Et la voici, cette vieille dame, qui arrive au moment où la journée s’achève, où l’on commence à ranger ce qui semble ne jamais pouvoir être vendu. Elle tient dans la main une sorte de petite chose en porcelaine. À y regarder de plus près, la petite figurine de chien fabriquée industriellement par quelque usine chinoise, épouse étrangement la forme d’une soucoupe et semble bien anodine. Qui voudrait de cela chez soi ? Elle. Elle la regarde avec une vraie tendresse. Et un puissant désir aussi. « C’est vraiment très joli, vous ne trouvez pas ? » L’homme auquel elle s’adresse, par bonté ou par miséricorde, esquisse un air complice. Oui, vraiment, assure-t-il, cela est beau. Elle en demande le prix. L’idée, pour le vendeur, n’est pas de gagner ainsi sa vie mais de ramasser quelque profit pour offrir des repas à ceux qui sont à la rue. Elle comprend l’objectif et assure trouver tout cela formidable. Mais du coup, ajoute-t-elle : « Ça fait combien ? » « Ce que vous voulez », lui répond-il. Elle repose l’objet avec une forme de mélancolie. Non, vraiment, le prix à payer est trop incertain… elle préfère renoncer.

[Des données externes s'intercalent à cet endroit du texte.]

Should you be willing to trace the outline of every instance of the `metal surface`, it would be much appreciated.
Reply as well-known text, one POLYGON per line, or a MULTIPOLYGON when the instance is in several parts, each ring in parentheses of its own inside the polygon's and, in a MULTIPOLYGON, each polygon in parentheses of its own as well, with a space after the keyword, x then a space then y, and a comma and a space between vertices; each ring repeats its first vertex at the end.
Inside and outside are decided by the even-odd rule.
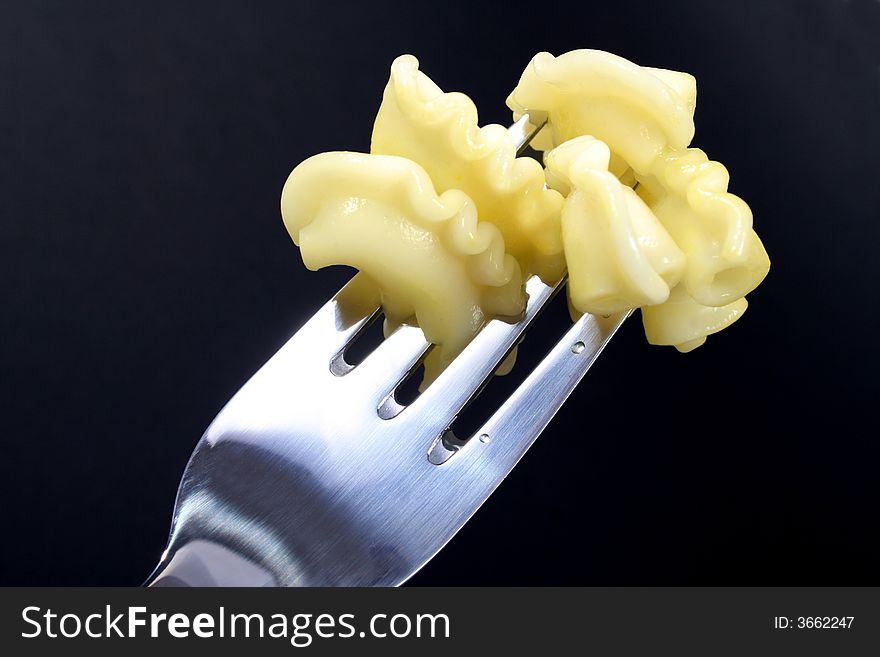
MULTIPOLYGON (((527 117, 511 131, 524 145, 527 117)), ((229 401, 181 482, 153 586, 397 585, 476 512, 626 315, 584 315, 470 440, 447 429, 561 287, 537 278, 517 323, 492 321, 411 405, 395 386, 429 348, 402 326, 342 356, 376 308, 355 276, 229 401)))

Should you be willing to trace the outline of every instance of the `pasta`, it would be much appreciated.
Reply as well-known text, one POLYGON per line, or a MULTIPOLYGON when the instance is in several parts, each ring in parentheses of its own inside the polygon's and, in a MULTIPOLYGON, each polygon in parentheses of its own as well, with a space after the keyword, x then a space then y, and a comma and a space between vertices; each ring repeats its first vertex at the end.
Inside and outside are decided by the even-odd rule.
POLYGON ((648 341, 680 351, 742 317, 770 261, 727 170, 690 147, 692 76, 596 50, 539 53, 507 104, 546 122, 532 144, 543 167, 398 57, 371 152, 311 157, 282 191, 307 267, 363 271, 386 330, 414 317, 439 346, 426 381, 488 319, 522 312, 532 274, 567 271, 573 316, 641 308, 648 341))
POLYGON ((547 153, 548 184, 566 193, 562 240, 571 305, 599 315, 666 301, 684 254, 644 201, 608 171, 598 139, 569 140, 547 153))
MULTIPOLYGON (((682 289, 670 301, 675 311, 647 311, 645 320, 643 310, 650 342, 660 339, 658 313, 700 324, 697 318, 717 316, 703 307, 729 310, 767 275, 767 252, 752 228, 748 205, 727 191, 727 170, 701 150, 687 148, 696 107, 692 76, 640 67, 596 50, 559 57, 539 53, 507 104, 514 118, 528 111, 547 119, 549 130, 539 134, 536 148, 549 150, 581 135, 607 143, 611 170, 638 185, 637 194, 684 252, 682 289), (685 294, 692 303, 682 301, 685 294), (693 318, 686 316, 689 312, 693 318)), ((725 326, 742 315, 744 306, 736 307, 725 326)), ((720 324, 713 326, 701 337, 720 324)), ((668 342, 670 333, 663 335, 660 344, 678 344, 668 342)), ((683 350, 694 348, 693 340, 687 342, 683 350)))
POLYGON ((441 345, 426 365, 433 373, 487 316, 522 310, 522 274, 498 229, 477 221, 464 192, 438 196, 410 160, 315 155, 291 172, 281 212, 307 267, 355 267, 378 283, 392 325, 416 317, 441 345))
POLYGON ((391 65, 376 116, 372 153, 418 162, 440 192, 460 189, 480 221, 495 224, 527 273, 555 282, 565 269, 559 211, 562 196, 544 188, 541 165, 516 157, 507 129, 477 124, 477 108, 461 93, 444 93, 412 55, 391 65))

Un peu plus tard, poursuivant la discussion, elle expliquera qu’elle fut coiffeuse, elle aimait bien mettre dans les cheveux des clientes, les bigoudis, autrefois. Elle aimait parler des rois et des reines, des amours et des déboires des grands du monde et des paillettes. Mais cela fait maintenant des dizaines d’années qu’elle ne travaille plus. Chômage, chômage, puis retraite. Et pas beaucoup d’euros pour agrémenter son intérieur. Elle regarde une dernière fois ce petit chien au regard naïf : s’il est encore là l’an prochain, peut-être qu’elle se laissera tenter. Mais là, ce serait excessif…
Dans la foule riante et joyeuse des rues de Lille, elle part vers son chez elle. N’emportant de la journée que le souvenir de cet objet sans prix, et, pour elle, inabordable. Elle se cognera dans le métro, à quelques sacs bien pleins. Mais au fond, elle est contente d’avoir pu quelques minutes évoquer la vie passée, celle qui fut riche de rencontre et de sens. Sa solitude du soir en sera peut-être moins pesante et sa destinée moins vertigineuse. Surtout qu’en déposant le cabas qu’elle tenait à la main, en enlevant le parapluie qu’elle y avait rangé par prudence et par habitude, elle trouvera sans doute ce petit chien que l’homme, ému et maladroit, y glissa juste avant qu’elle ne tourne talons. Ils sont nombreux ceux qui, comme elle, porte à leur bras des cabas qui ne se remplissent pas. Puissions-nous, à l’image de ce vendeur d’occasion, être tout aussi nombreux à les remplir de notre humanité en y déposant le poids de notre fraternité.